Encyclopedie van Friesland

Prof. Dr. J.H. Brouwer (1958)

Gepubliceerd op 22-01-2020

STINSFLORA

betekenis & definitie

Planten, niet tot de inheemse Fr. flora behorend, maar alleen aangetroffen bij voormalige stinsen, oude boerderijen, op kerkhoven, in tuinen van oude pastorieën.

Hoewel men ook buiten Frl. op zulke plaatsen een dergelijke flora wel aantreft (Fraeylamaborg bij Slochteren, kasteelbossen in de Betuwe), valt het aantal vindplaatsen en soorten in Frl. op. De naam ‘stinsplanten’ is wrsch. door J. Botke voor het eerst gebruikt. Zeker is, dat ze hier door menselijke bemiddeling zijn terechtgekomen.

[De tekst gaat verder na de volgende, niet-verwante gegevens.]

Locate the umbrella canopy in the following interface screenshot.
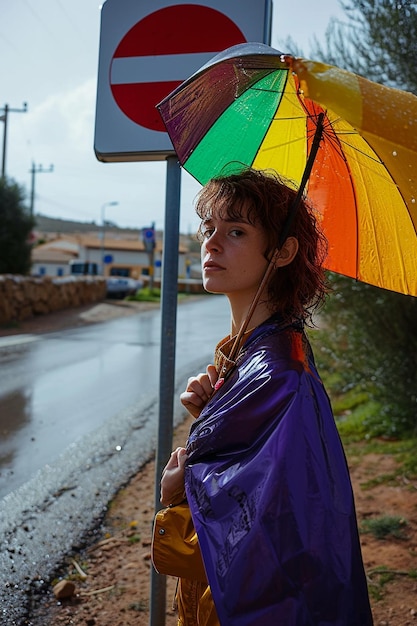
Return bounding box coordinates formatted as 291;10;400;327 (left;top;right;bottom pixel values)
158;44;417;296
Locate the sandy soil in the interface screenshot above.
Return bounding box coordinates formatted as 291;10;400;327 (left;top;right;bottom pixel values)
4;305;417;626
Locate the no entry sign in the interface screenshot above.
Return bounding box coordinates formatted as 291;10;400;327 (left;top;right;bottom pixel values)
94;0;272;161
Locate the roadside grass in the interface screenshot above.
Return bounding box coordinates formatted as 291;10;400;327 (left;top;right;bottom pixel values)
360;515;409;539
308;330;417;482
309;322;417;602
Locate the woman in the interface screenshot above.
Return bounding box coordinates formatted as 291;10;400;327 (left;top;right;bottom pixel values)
161;169;372;626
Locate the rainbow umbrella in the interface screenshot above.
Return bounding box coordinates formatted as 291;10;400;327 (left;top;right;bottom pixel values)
158;44;417;296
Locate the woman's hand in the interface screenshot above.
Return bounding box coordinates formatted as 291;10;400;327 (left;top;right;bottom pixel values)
180;365;218;417
161;448;187;506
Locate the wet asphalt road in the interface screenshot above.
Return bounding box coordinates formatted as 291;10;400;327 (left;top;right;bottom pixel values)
0;298;228;498
0;297;229;626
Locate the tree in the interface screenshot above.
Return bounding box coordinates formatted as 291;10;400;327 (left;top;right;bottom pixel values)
311;0;417;435
0;178;34;274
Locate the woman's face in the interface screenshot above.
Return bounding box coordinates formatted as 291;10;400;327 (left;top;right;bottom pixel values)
201;199;268;300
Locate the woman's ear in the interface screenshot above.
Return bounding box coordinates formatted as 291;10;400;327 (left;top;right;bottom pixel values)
275;237;298;267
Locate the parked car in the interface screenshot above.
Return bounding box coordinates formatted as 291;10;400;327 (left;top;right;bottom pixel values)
106;276;143;299
69;260;98;276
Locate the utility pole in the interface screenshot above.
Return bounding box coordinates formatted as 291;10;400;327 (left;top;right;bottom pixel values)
30;162;54;217
0;102;28;178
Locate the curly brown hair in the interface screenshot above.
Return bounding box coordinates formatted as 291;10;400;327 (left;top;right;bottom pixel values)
195;168;328;320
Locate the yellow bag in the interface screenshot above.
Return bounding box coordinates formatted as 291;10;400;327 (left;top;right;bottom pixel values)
151;502;207;583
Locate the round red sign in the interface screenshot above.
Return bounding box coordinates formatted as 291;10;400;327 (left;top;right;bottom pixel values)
110;4;246;132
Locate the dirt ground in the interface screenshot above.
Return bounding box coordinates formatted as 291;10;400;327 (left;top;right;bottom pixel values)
0;304;417;626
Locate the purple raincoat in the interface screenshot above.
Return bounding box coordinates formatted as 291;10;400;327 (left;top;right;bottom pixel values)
185;318;372;626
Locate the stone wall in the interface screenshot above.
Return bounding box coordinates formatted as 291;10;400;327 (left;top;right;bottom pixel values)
0;274;106;324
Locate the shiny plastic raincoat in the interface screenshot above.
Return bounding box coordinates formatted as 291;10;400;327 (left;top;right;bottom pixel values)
184;317;372;626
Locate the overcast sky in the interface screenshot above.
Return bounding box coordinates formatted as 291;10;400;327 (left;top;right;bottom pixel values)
0;0;343;233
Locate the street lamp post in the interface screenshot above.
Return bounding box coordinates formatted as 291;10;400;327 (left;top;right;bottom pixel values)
101;201;119;276
30;162;54;217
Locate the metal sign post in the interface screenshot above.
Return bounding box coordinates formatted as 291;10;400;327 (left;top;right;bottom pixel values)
149;155;181;626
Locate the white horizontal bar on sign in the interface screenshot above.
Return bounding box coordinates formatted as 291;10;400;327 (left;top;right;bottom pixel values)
110;52;216;85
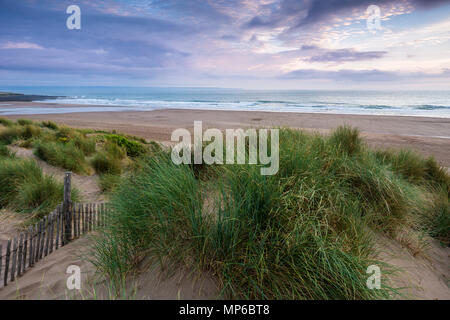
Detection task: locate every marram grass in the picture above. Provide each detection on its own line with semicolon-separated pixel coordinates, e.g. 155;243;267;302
91;127;449;299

Men heeft gedacht dat deze planten zouden zijn ingevoerd als geneeskrachtige kruiden. Voor enkele kan dit waar zijn, voor andere (bijv. wilde tulp) zeker niet. Ook de veronderstelling dat de S. door kruisvaarders meegebracht of restant van kloostertuinen zou zijn, moet worden verworpen. Vrij zeker zijn sommige soorten aangeplant om in het vroege voorjaar bloeiende planten rond de stins te hebben, of als herinnering aan de zuidelijke omgeving, waar sommige stinsbewoners geboren waren.

De bekendste en rijkste vindplaatsen zijn Martenastate te Kornjum, waar nagenoeg alle soorten voorkomen, Dekemastate te Jelsum en Jongemastate te Rauwerd. Van iets minder betekenis: Epemastate te Ysbrechtum, Harstastate te Hogebeintum, Aylvastate te Ternaard, kerkhof (voormalig Tjaerdastate) te Rinsumageest, Schierstins te Veenwouden. Dan zijn er plaatsen, vooral op de klei, waar een of enkele soorten voorkomen, soms massaal.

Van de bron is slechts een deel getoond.